May 13, 2026Wasil Zafar18 min read

Virtual memory, page tables, the OOM killer, huge pages, and how cgroups enforce memory limits — why your container gets killed and what to do about it.

Table of Contents

  1. Virtual Memory
  2. Memory Allocation
  3. Stack Memory
  4. Swap Space
  5. The OOM Killer
  6. Huge Pages & THP
  7. cgroups Memory Limits
  8. Exercises
  9. Conclusion

Virtual Memory

Every process believes it has exclusive access to a large, contiguous address space — up to 128 TB on 64-bit Linux. This is an illusion created by virtual memory. The CPU works with virtual addresses; the memory management unit (MMU) hardware translates them to physical addresses (actual RAM locations) using page tables maintained by the kernel.

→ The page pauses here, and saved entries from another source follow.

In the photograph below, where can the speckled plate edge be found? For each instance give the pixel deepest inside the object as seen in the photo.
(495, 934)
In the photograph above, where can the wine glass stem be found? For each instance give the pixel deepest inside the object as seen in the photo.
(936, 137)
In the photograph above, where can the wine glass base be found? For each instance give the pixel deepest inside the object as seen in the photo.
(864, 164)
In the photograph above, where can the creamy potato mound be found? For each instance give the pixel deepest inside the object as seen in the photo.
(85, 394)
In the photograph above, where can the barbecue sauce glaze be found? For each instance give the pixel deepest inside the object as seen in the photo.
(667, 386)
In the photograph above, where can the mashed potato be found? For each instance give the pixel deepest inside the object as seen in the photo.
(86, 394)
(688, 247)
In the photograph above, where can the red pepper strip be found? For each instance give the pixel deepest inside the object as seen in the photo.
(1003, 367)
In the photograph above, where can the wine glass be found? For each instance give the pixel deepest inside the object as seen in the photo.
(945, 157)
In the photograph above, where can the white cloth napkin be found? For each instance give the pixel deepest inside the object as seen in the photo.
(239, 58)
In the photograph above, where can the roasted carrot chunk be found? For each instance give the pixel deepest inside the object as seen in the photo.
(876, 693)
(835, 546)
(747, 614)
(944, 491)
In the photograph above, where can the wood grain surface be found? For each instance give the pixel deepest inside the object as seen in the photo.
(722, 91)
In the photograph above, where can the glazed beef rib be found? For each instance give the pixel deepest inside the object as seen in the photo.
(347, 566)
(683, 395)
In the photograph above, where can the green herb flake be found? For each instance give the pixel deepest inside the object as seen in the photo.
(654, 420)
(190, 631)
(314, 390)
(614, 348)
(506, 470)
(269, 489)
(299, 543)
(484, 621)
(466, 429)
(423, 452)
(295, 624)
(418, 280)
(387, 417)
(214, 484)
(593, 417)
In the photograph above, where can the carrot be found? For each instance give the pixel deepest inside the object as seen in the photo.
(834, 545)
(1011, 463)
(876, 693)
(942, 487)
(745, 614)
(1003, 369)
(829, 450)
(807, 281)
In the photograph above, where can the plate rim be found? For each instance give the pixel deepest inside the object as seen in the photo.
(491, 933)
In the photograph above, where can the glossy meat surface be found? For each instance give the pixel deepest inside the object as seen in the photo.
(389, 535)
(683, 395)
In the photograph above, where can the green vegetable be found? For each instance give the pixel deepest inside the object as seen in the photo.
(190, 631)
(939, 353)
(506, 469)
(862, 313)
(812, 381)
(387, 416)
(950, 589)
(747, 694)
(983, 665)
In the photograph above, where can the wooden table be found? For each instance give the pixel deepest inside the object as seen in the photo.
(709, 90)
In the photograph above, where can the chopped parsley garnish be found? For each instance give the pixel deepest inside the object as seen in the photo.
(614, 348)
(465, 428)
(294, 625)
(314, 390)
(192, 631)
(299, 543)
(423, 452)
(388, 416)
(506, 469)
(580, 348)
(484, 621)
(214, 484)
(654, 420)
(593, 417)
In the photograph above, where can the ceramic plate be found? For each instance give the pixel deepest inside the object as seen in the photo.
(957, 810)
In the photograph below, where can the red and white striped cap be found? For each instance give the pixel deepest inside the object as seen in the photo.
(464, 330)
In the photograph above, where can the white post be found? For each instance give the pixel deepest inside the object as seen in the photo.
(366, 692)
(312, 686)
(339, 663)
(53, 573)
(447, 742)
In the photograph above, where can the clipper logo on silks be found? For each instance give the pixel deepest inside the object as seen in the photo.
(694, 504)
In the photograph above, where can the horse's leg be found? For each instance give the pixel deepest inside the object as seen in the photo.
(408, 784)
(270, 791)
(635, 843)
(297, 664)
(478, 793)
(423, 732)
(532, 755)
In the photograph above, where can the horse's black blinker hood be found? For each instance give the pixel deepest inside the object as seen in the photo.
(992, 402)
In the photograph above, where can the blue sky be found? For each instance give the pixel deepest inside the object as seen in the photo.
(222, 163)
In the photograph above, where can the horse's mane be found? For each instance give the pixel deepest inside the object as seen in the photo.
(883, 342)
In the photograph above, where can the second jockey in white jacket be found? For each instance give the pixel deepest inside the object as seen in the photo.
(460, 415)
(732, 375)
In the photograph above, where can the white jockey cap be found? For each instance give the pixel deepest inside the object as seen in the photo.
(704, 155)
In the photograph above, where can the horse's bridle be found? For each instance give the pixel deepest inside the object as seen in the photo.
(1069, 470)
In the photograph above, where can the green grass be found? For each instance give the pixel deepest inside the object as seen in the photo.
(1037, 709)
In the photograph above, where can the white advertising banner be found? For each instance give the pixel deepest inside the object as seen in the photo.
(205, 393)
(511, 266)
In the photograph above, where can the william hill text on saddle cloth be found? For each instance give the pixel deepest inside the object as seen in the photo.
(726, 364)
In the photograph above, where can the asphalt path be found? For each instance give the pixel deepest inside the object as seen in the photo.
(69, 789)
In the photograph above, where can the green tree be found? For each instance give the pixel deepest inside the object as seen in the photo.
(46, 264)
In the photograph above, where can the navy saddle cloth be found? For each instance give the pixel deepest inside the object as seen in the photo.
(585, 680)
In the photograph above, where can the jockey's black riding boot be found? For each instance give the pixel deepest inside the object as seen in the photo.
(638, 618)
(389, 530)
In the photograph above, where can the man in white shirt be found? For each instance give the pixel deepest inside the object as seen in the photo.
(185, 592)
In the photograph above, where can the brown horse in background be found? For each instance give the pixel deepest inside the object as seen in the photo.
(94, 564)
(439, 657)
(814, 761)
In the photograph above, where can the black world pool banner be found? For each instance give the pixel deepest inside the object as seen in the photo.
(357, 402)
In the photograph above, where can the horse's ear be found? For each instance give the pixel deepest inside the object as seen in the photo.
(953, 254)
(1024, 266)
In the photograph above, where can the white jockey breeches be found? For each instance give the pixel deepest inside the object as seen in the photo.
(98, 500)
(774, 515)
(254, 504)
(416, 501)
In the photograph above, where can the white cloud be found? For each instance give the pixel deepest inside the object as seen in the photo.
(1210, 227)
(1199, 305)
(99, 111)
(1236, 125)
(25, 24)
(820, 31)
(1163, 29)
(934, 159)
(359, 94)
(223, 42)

Why Virtual Memory Exists: Without it, every process would need to know the physical addresses of every other process to avoid collisions, processes could corrupt each other's memory, and the total memory of all running processes couldn't exceed physical RAM. Virtual memory solves all three: isolation, protection, and the ability to over-commit (run processes whose combined virtual footprint exceeds physical RAM).

Page Tables & the TLB

Memory is divided into fixed-size units called pages (typically 4 KB). Each process has a page table — a multi-level data structure maintained by the kernel that maps virtual page numbers to physical frame numbers.

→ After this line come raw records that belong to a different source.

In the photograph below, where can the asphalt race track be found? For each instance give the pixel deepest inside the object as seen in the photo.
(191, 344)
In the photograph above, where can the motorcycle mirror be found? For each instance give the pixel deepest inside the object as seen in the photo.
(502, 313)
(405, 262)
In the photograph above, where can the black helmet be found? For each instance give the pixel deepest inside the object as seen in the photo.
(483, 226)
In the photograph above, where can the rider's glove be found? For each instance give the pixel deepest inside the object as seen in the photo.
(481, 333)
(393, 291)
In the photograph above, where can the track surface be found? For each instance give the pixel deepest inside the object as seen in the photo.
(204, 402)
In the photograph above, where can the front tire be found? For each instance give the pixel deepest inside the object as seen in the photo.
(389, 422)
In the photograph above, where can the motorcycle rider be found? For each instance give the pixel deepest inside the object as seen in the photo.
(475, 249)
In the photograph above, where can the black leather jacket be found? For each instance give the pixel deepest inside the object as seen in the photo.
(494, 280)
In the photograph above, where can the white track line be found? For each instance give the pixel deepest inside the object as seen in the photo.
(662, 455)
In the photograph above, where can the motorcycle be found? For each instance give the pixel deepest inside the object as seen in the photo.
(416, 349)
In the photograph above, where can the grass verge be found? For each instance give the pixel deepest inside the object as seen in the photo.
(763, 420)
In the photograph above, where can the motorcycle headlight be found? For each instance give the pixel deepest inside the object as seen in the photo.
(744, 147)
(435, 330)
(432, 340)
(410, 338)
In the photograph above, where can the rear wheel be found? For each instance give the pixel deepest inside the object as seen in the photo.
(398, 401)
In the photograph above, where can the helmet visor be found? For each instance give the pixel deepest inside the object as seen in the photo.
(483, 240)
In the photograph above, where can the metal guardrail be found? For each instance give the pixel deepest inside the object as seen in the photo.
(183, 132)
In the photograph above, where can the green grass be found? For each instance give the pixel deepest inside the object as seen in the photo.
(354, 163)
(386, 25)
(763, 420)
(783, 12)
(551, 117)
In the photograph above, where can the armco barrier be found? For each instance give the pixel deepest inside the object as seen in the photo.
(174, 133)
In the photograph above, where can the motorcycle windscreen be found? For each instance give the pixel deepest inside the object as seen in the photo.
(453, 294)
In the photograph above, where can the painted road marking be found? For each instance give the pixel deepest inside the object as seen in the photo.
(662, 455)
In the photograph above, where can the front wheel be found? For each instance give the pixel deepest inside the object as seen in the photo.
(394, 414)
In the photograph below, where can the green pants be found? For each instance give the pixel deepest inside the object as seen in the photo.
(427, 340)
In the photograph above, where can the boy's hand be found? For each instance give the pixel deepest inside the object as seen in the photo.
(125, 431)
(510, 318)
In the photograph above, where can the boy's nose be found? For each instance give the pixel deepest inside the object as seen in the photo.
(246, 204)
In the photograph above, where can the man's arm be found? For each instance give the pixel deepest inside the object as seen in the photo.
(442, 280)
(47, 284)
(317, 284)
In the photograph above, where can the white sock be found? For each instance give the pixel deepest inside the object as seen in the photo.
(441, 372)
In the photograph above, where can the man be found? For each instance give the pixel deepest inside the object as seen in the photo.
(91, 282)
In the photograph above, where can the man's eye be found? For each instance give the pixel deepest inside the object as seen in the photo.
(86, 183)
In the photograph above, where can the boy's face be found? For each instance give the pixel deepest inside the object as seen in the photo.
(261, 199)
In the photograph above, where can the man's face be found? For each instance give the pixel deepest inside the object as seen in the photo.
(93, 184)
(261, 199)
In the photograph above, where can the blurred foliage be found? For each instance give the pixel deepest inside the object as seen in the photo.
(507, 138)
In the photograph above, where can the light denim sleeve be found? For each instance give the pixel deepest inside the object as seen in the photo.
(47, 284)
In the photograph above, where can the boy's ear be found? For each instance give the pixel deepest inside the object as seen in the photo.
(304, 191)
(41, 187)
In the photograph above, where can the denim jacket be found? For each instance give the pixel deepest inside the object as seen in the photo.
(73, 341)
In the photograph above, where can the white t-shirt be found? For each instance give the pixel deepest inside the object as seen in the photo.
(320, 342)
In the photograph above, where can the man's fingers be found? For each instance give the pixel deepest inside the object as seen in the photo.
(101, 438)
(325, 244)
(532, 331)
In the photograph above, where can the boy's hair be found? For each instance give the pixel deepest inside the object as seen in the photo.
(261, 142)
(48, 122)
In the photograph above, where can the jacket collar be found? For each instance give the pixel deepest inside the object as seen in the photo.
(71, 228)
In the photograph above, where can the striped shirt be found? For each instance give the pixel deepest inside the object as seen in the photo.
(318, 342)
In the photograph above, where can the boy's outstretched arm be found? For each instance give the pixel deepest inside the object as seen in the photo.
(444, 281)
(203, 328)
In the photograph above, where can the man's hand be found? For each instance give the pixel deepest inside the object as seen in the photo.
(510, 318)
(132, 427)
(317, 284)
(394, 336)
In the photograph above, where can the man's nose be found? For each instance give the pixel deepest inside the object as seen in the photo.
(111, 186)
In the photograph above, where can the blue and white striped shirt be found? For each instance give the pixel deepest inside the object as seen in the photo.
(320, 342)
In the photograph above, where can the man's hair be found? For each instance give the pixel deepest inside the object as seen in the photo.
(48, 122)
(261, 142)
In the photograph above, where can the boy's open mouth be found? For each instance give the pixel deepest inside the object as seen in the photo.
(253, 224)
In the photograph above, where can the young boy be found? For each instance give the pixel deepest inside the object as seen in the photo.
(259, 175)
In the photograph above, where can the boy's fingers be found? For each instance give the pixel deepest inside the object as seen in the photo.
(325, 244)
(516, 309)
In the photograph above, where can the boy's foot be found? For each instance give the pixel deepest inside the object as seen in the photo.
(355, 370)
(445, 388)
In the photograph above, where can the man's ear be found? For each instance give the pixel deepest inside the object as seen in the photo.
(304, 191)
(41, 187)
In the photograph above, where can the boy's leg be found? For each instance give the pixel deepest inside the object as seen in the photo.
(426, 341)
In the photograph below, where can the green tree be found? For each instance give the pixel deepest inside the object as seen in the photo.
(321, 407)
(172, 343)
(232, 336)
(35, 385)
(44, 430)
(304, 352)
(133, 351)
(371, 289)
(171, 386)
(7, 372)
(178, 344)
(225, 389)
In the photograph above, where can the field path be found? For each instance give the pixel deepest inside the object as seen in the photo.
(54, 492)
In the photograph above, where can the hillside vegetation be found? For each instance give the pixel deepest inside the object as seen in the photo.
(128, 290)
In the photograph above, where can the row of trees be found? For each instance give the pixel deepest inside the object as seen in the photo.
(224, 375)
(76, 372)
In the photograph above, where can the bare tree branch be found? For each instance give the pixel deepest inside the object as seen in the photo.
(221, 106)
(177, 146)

Virtual-to-Physical Address Translation
flowchart LR
    VA["Virtual Address\n0x7fff0001a4c0"]
    TLB["TLB — Translation Lookaside Buffer\n(CPU-internal cache of recent translations)"]
    PT["Page Table Walk\n(4-level on x86-64: PGD→PUD→PMD→PTE)"]
    PA["Physical Address\n0x00000004a2c0"]
    RAM["Physical RAM"]

    VA -->|"CPU asks: what's the physical address?"| TLB
    TLB -->|"Cache hit (~1 ns)"| PA
    TLB -->|"Cache miss — walk page tables (~20-100 ns)"| PT
    PT --> PA
    PA --> RAM

    style TLB fill:#3B9797,color:#fff
    style PT fill:#BF092F,color:#fff
    style PA fill:#132440,color:#fff
            

The TLB (Translation Lookaside Buffer) is a small hardware cache inside the CPU that stores recent virtual-to-physical translations. A TLB hit takes ~1 ns; a TLB miss requires walking the page table (~20-100 ns). TLB efficiency depends on working set size — if a process accesses widely scattered memory, TLB thrashing kills performance.

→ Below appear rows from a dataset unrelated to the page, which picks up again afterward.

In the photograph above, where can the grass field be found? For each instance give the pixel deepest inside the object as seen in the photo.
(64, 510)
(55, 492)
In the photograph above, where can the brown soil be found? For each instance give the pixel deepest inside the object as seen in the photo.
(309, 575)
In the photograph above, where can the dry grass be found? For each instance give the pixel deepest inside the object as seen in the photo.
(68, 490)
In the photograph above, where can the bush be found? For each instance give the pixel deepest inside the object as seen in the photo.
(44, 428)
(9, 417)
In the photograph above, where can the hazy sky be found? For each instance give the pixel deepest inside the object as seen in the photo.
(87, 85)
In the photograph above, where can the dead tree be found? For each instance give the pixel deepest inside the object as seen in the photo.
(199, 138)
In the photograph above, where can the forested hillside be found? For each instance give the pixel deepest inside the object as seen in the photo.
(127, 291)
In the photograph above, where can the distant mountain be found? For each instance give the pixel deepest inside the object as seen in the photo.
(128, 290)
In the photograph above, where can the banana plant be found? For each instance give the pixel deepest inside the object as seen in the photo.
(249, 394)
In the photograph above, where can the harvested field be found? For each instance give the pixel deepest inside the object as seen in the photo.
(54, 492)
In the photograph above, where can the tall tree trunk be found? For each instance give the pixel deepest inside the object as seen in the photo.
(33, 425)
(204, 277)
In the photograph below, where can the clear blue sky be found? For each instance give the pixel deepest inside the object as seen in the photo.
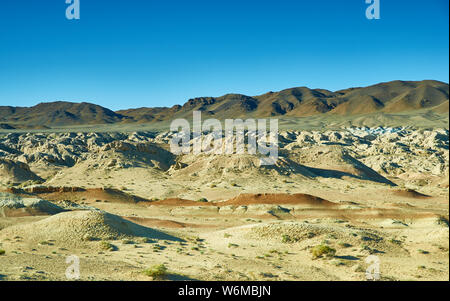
(133, 53)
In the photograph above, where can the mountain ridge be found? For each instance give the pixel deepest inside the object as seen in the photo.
(391, 97)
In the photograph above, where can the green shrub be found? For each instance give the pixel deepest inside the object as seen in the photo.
(157, 271)
(286, 239)
(106, 246)
(321, 250)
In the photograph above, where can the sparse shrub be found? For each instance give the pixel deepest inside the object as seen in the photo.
(322, 250)
(147, 240)
(157, 272)
(344, 245)
(106, 246)
(395, 241)
(443, 221)
(89, 238)
(46, 243)
(286, 239)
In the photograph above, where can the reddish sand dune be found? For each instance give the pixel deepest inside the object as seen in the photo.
(409, 193)
(155, 222)
(179, 202)
(277, 198)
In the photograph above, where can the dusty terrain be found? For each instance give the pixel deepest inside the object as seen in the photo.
(358, 190)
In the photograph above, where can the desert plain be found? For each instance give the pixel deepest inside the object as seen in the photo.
(345, 193)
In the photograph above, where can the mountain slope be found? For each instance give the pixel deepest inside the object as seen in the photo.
(389, 97)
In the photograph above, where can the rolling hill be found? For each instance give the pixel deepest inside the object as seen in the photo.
(388, 97)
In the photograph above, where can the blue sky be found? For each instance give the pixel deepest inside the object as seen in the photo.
(134, 53)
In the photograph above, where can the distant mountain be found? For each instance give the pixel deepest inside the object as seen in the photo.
(389, 97)
(58, 114)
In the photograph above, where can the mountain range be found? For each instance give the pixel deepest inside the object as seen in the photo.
(388, 97)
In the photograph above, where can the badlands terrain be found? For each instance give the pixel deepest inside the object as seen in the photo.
(362, 172)
(123, 203)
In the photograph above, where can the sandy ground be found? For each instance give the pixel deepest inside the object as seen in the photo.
(252, 224)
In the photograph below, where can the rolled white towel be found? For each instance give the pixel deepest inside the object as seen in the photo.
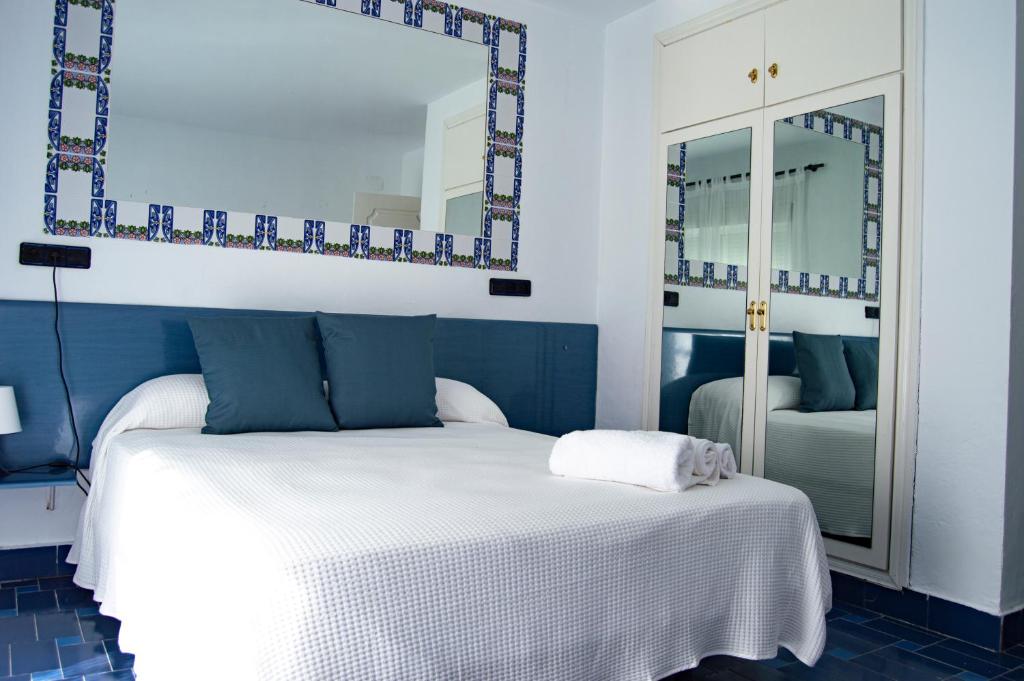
(707, 462)
(658, 461)
(727, 459)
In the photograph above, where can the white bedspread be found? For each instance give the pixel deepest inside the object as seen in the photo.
(434, 554)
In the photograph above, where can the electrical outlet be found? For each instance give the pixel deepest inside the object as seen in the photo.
(517, 288)
(55, 255)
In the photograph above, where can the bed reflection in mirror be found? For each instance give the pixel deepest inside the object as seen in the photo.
(822, 385)
(282, 109)
(707, 233)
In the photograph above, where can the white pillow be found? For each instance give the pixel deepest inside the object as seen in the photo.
(461, 401)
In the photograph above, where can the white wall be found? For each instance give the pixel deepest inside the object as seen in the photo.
(156, 161)
(1013, 547)
(558, 251)
(957, 544)
(957, 518)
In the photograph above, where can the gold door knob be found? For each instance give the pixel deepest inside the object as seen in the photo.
(763, 313)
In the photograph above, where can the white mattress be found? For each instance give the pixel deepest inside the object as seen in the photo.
(435, 554)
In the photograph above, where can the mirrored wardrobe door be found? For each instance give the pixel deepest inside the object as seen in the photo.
(712, 217)
(826, 374)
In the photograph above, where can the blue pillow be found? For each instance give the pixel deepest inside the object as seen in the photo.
(380, 370)
(262, 374)
(862, 360)
(824, 380)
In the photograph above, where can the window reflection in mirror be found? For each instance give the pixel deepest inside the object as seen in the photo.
(823, 354)
(702, 340)
(292, 110)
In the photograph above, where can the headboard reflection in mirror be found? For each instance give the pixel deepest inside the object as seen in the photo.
(356, 128)
(825, 206)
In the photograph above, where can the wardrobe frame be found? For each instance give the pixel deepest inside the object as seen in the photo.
(897, 573)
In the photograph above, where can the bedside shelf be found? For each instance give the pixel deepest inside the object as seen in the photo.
(55, 478)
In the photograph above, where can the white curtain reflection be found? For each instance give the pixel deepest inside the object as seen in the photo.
(717, 215)
(791, 236)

# View the memory map of a process (virtual address layout)
# (Use your shell's PID $$)
cat /proc/$$/maps | head -20
# Format: start-end perms offset dev inode path
# r=read, w=write, x=execute, p=private, s=shared

# Count total virtual address space regions
wc -l /proc/$$/maps

# See where libraries are mapped
cat /proc/$$/maps | grep "\.so\." | awk '{print $6}' | sort -u

# View memory statistics for a process
cat /proc/$$/status | grep -E "VmPeak|VmRSS|VmSize|VmSwap"
# VmSize = total virtual address space
# VmRSS  = Resident Set Size (pages actually in RAM)
# VmPeak = peak virtual memory usage

Page Faults

A page fault occurs when a process accesses a virtual address that has no current mapping to a physical page. The CPU triggers a fault, the kernel's fault handler runs, and it resolves the situation by:

  • Minor page fault: The page is in RAM but not mapped (e.g., first access to a newly allocated page, or a copy-on-write trigger). Fast to handle — just map it.
  • Major page fault: The page is on disk (swapped out or from a file). Requires disk I/O — very slow (milliseconds). This is why "paging" is bad for performance.
  • Invalid access: The address is genuinely invalid (null pointer dereference, buffer overflow). The kernel sends SIGSEGV to the process.
# Count page faults for a process
# minflt = minor faults, majflt = major faults
cat /proc/$$/status | grep -E "^(Min|Maj)Flt"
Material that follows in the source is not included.